Other highlights included the announcement and demonstration of IBM’s new parallel relational database, Database2 Parallel Edition for AIX, to act in harness with Powerparallel SP2. It promises to optimise the parallelism of IBM’s hardware, reducing response time for complex queries and supporting more transactions. The parallel DB2 will make the RS/6000 a much more attractive product for high-end users needing to process tens to hundreds of Gigabytes of data, and were wary of capacity limitations of the RS/6000, IBM claims. DB2 Parallel Edition claims linear scalability to 64 nodes: a 32-node Powerparallel system with the parallel DB2 performed queries against a 15Mb database in under 13 minutes, and doubling the number of nodes and Gb added only a 2% increase in response time, IBM says.

Screen magnifier for the near-blind using OS/2

In earlier announcements, IBM launched a screen magnifier designed for people with poor eyesight. Screen Magnifier/2 magnifies data displayed on the OS/2 2.1 Desktop from two to 32 times normal size. Users can enable or disable focus tracking, automatically pan text in reading mode, and reverse screen colours for greater contrast. They can also enable or disable dithered colour patterns for easier viewing at higher magnifications, check the position of the current window in relation to the whole desktop and – when using Screen Reader/2 reinforce the magnification with audio.
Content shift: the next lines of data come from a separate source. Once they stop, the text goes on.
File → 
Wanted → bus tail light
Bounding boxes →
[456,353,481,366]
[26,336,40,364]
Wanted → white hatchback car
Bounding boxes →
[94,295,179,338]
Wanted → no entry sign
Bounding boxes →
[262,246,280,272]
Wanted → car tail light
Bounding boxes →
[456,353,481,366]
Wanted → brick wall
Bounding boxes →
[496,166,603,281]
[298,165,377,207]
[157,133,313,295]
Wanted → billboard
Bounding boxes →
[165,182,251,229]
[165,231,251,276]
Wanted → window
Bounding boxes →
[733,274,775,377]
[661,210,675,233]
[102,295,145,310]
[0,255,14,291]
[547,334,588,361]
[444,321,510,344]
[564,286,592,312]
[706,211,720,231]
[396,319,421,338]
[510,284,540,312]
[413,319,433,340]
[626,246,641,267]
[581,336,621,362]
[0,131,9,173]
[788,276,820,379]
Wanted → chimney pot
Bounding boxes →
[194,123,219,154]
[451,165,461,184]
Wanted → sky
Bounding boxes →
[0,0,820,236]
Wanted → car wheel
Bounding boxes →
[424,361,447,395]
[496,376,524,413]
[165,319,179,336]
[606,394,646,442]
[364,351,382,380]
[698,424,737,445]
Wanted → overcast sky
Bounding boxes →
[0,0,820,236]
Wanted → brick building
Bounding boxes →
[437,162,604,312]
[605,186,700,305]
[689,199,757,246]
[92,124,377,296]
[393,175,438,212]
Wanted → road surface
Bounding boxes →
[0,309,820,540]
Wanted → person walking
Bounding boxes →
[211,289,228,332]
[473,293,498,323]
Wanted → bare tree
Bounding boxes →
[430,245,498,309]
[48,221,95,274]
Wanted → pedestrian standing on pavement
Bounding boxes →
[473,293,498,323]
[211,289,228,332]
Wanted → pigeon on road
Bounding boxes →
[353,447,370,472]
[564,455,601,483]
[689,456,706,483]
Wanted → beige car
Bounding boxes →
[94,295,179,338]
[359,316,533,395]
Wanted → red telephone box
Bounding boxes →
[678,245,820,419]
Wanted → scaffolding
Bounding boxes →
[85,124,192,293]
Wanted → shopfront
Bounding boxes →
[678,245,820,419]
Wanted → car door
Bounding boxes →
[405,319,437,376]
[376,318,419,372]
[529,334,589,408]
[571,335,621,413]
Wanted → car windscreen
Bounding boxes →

The company says Screen Magnifier/2 requires no special hardware or software, and can be used with most desktop applications. It’s available now, but at a pricey $500.
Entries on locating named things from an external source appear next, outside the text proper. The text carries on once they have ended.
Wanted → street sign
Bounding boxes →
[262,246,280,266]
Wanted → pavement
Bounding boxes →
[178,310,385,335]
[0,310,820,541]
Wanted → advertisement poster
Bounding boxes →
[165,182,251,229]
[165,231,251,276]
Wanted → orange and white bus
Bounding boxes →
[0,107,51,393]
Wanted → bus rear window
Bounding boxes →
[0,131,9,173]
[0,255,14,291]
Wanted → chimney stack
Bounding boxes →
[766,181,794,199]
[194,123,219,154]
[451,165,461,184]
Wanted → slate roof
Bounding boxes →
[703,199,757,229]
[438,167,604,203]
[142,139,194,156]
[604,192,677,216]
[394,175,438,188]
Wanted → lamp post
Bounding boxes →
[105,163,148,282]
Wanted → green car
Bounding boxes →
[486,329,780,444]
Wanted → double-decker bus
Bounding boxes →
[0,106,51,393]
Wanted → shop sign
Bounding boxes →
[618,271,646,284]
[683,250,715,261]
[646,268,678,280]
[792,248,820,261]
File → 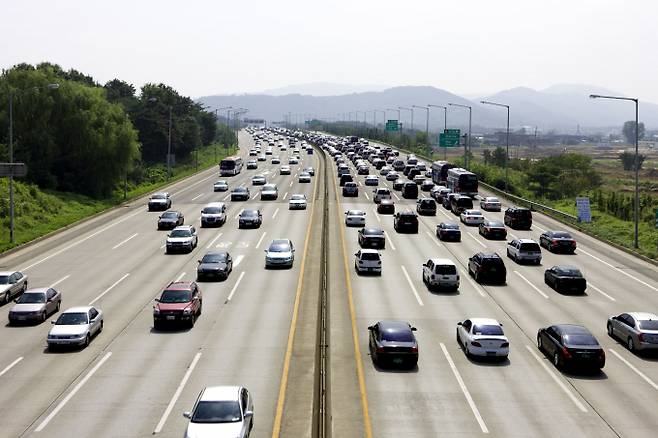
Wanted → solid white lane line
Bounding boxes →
[21,209,143,271]
[400,265,423,306]
[466,231,487,248]
[608,348,658,390]
[153,352,201,434]
[577,248,658,292]
[587,282,617,301]
[224,271,245,304]
[439,342,489,433]
[89,273,130,306]
[34,351,112,432]
[461,269,487,297]
[112,233,139,249]
[206,233,224,249]
[49,274,71,287]
[0,356,23,377]
[256,231,267,249]
[525,345,587,412]
[514,271,548,299]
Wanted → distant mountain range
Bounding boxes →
[198,83,658,133]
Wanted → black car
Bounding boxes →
[196,251,233,281]
[359,228,386,249]
[231,187,251,201]
[393,210,418,233]
[436,222,462,242]
[544,265,587,294]
[368,321,418,368]
[238,209,263,228]
[468,252,507,284]
[539,231,576,254]
[416,198,436,216]
[158,211,185,230]
[537,324,605,371]
[478,220,507,240]
[505,207,532,230]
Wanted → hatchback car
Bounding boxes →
[46,306,103,350]
[607,312,658,351]
[238,209,263,228]
[368,321,418,368]
[8,287,62,324]
[457,318,509,359]
[183,386,254,438]
[544,265,587,294]
[537,324,605,370]
[196,251,233,281]
[265,239,295,269]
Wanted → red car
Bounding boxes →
[153,281,202,329]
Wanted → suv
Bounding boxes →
[468,252,507,284]
[153,281,203,330]
[393,210,418,233]
[201,202,226,228]
[165,225,199,254]
[505,207,532,230]
[423,259,459,290]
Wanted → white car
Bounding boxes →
[288,193,306,210]
[457,318,509,359]
[212,179,228,192]
[183,386,254,438]
[345,210,366,227]
[46,306,103,349]
[459,210,484,225]
[354,249,382,275]
[480,196,501,211]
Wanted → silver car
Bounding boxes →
[47,306,103,349]
[608,312,658,351]
[9,287,62,324]
[0,271,27,303]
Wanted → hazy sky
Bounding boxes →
[0,0,658,103]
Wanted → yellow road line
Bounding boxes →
[272,150,328,438]
[334,163,372,438]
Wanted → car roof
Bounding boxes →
[199,386,240,401]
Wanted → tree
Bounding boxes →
[621,120,645,144]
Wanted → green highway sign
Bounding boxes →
[386,120,400,131]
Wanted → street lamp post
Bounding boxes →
[480,100,509,192]
[589,94,640,249]
[427,103,448,161]
[448,103,473,169]
[9,83,59,243]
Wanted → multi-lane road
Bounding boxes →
[0,132,658,437]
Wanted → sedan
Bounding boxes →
[457,318,509,359]
[345,210,366,227]
[0,271,27,303]
[183,386,254,438]
[9,287,62,324]
[196,251,233,280]
[544,265,587,294]
[368,321,418,368]
[47,306,103,350]
[537,324,605,370]
[607,312,658,351]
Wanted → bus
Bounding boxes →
[447,167,478,198]
[219,156,242,176]
[432,161,456,185]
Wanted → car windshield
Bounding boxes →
[170,230,192,237]
[55,312,87,325]
[18,292,46,304]
[160,290,192,303]
[473,325,504,336]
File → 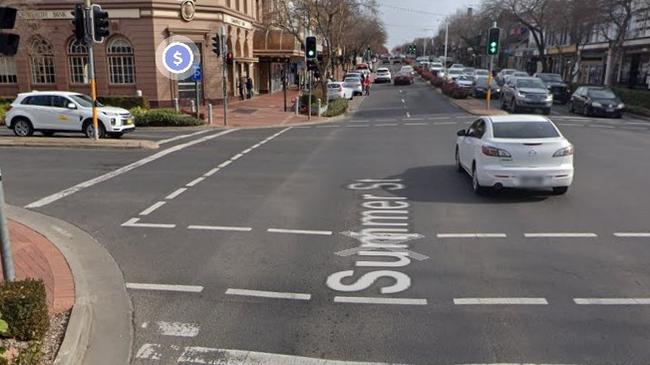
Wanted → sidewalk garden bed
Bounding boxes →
[0,279,69,365]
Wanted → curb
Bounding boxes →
[0,137,160,150]
[7,205,133,365]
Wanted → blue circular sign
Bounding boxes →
[162,42,194,74]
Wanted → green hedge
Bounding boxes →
[323,99,348,117]
[97,96,149,109]
[0,279,50,341]
[130,107,203,127]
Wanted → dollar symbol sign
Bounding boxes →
[173,51,183,67]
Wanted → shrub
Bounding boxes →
[97,96,149,109]
[0,279,50,341]
[130,107,203,127]
[323,99,348,117]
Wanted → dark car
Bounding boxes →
[393,72,413,85]
[474,76,501,99]
[533,73,571,104]
[569,86,625,118]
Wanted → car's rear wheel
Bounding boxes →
[553,186,569,195]
[14,118,34,137]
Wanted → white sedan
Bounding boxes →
[327,82,353,100]
[456,115,574,195]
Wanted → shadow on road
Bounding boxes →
[385,165,552,204]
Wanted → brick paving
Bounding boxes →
[0,220,75,313]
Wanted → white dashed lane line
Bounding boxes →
[226,288,311,300]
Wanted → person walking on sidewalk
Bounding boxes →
[246,76,253,99]
[239,77,246,100]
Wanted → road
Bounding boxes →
[2,72,650,364]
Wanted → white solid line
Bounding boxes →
[614,232,650,238]
[226,288,311,300]
[157,129,211,145]
[266,228,332,236]
[185,176,205,186]
[436,233,508,238]
[203,167,221,177]
[140,202,165,215]
[122,218,176,228]
[156,321,200,337]
[165,188,187,200]
[126,283,203,293]
[573,298,650,305]
[334,296,427,305]
[524,233,598,238]
[454,298,548,305]
[187,225,253,232]
[217,160,232,169]
[25,129,238,209]
[573,298,650,305]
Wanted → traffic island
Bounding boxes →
[0,137,159,150]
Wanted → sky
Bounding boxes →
[378,0,480,49]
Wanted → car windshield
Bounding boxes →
[517,79,545,89]
[588,89,616,99]
[539,74,563,82]
[492,122,560,139]
[70,94,104,108]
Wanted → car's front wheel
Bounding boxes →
[14,118,34,137]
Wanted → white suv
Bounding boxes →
[5,91,135,138]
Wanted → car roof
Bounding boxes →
[483,114,551,123]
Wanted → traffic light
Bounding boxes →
[305,36,317,60]
[0,6,20,56]
[487,28,501,56]
[212,34,221,56]
[72,4,86,43]
[93,4,111,43]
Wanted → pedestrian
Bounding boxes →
[239,77,246,100]
[246,76,253,99]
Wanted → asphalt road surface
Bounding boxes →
[2,74,650,364]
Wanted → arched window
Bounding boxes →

VisualAge for OS/2 provides an integrated application development environment for client-server working

A week or three back, IBM launched VisualAge for OS/2, an integrated application development environment designed for client-server applications through visual programming and construction from components technologies. VisualAge provides a series of high-productivity, OS/2-based power tools for developing applications targeting OS/2 execution systems. There are two base products: VisualAge, for the individual user, and VisualAge Team, for team development. VisualAge Team provides all the functionality of VisualAge plus support for team programming. VisualAge enables customers to develop client-server database applications using various relational databases. In a server-based development environment, says the company, it can produce complete transaction processing client-server applications for OS/2. This enables customers to build workstation applications that access remote transaction programs through a variety of network protocols and access data in remote and local relational databases. Available now, VisualAge costs $2,500 and VisualAge Team $5,000.